Why Deep Learning is the Only Solution for Document Automation

Intelligent Document Processing (IDP) is an AI solution providing functional end to end document processing to accelerate and optimize existing operations. IDP, or document automation, has become increasingly crucial for operations for financial institutions, insurance companies, legal services and even supply chain management solutions, since it saves both time and cost by reducing the need for manual document extraction, while also reducing human error risk which comes hand in hand with repetitive, low-value tasks. 

No such thing as an "unstructured" document 

The process of extracting information from unstructured documents and transforming it into actionable insights has essentially defined entire industries from logistics to finance and insurance for a century. Insurance companies, for instance, are often faced with the task of processing policy documents which can run into the hundreds of pages worth of specific information on the insured. Manually extracting, sorting and entering data from ‘unstructured’ documents has been immensely time and resource consuming while remaining prone to human error. 

While the conundrum of automating unstructured documents has spurred the development of AI solutions, it does remain somewhat of a misnomer.
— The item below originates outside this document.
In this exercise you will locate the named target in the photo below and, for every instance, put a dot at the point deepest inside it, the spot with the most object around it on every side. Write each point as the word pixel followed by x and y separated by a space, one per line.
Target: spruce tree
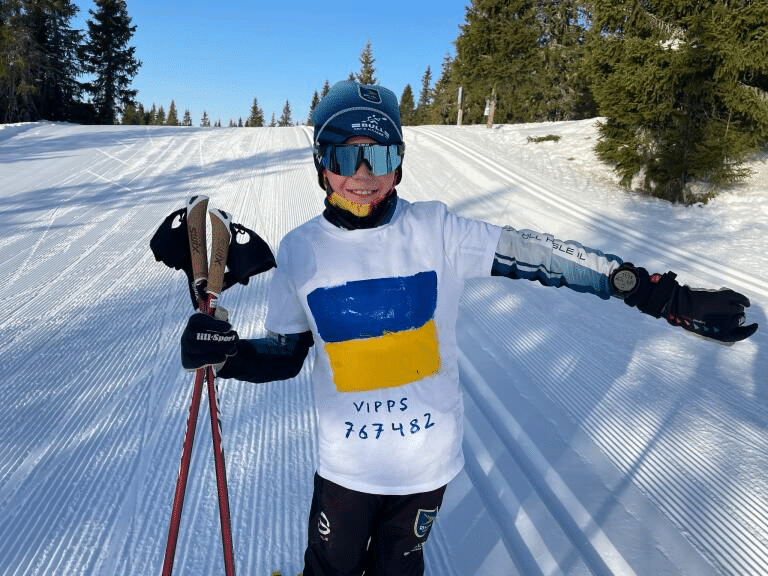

Indeed, an ‘unstructured’ document is, in fact, very much structured; at least, structured in the way that a human reader would be able to analyze the data it contains. After all, it was intended to be scanned and sorted by human eyes for decades. But it remains ‘unstructured’ from the point of view of a computer.

Man & Machine: A short history of deep learning's mission to overcome Polanyi's paradox

“Self-ignorance” as the Hungarian philosopher Michael Polanyi observed, is an integral part of daily human activities. Human beings rely on tacit knowledge to perform tasks which they would otherwise be unable to describe. How can you tell a dog apart from a cat despite both species being indistinguishably described as domesticated animals possessing four legs, a tail and a head? Or what about when you can’t verbally describe someone when asked, yet instantly recognize a face on a photograph? A human answer would be “I just…know”. 

The biggest challenge in AI thus far has been the replication of the human ability to describe tasks or recognize objects without being able to assign them specific descriptors. Computers are expecting an exact set of instructions, something which tacit knowledge is not well suited for. This makes automating tasks that demand common sense, adaptability, and flexibility – which are intuitive forms of knowledge for humans – very difficult for AI to perform.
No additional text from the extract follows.